Last year, I was fortunate enough to join the Center for Bits and Atoms at MIT as a Masters student. The CBA deals with an assortment of cool topics; the niche I chose to dive into was personal fabrication.
CNC mills are by and large my favorite machines. I built my first CNC router back in high school out of MDF scraps and eBay bearings. It wasn’t pretty, but it let me make things I never thought I’d be able to make. I was immediately an addict; one of the first things I built was a second CNC router.
Like any CNC operator, I broke a lot of endmills. But after many years of using these machines, I am proud to say that… I still break endmills. What gives?
Machining Parameter Selection is Tricky
Machining with a flat endmill is an incredibly complex process.
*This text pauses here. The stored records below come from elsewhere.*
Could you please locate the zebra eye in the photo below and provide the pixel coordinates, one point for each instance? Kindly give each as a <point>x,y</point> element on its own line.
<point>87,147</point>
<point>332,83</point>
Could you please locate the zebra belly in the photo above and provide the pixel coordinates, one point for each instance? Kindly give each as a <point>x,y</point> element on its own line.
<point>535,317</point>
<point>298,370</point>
A complex mixture of thermal, tribological, static, and dynamic mechanisms govern cutting forces. Models that describe cutting are equally complex and rely on empirically determined constants; for this reason, most machinists resort to “playing by ear” (usually in a literal sense).
One then has to wonder: is there a way of abstracting out all of these complexities? Can the machine figure out feeds and speeds by itself with no user input?
In a nutshell: my thesis project was to create an intelligent CNC controller that would use low-cost spindle torque and tool force sensors to fit a model describing cutting forces. The controller would then use this model and a numerical optimizer to find feeds and speeds that would maximize thoroughput and minimize deflection / tool breakage.
I won’t try to fit my whole thesis in this post, but I will share some highlights from the finished project.
Most of this thesis was completed during the COVID-19 pandemic in a small garage in North Carolina. I didn’t have access to my lab space, so I had to make do with the tools I had. A retrofitted Taig CNC micro mill was the proverbial guinea pig for this project. The machine itself was generously donated to my lab by Ted Hall from ShopBot.
A uniaxial tool-force dynamometer was built to gather tool force readings. Spindle currents were used to infer spindle torques.
These readings were used to estimate the coefficients for a quasi-linear cutting force model in real time. The model worked incredibly well!
This model was simultaneously used alongside a Weibull-based endmill failure model to find optimal feeds and speeds. Future cut data would be used to improve the accuracy of the model.
To prove that the system could handle any material, I let it loose on materials that were both easy to machine and horrible to machine. The graphs above show the machine converging on optimal cut parameters for 6061 aluminum and 304 stainless steel while simultaneously building an accurate model of the forces involved.
Watching a tiny Taig mill “hogging” stainless steel with no supervision was pretty incredible to watch!
This thesis was a blast to work on - I never thought I’d get a degree from playing around with CNC machines! I’m hoping to work on this more in the future; I’d love to see this turn into a proper open-source project one day.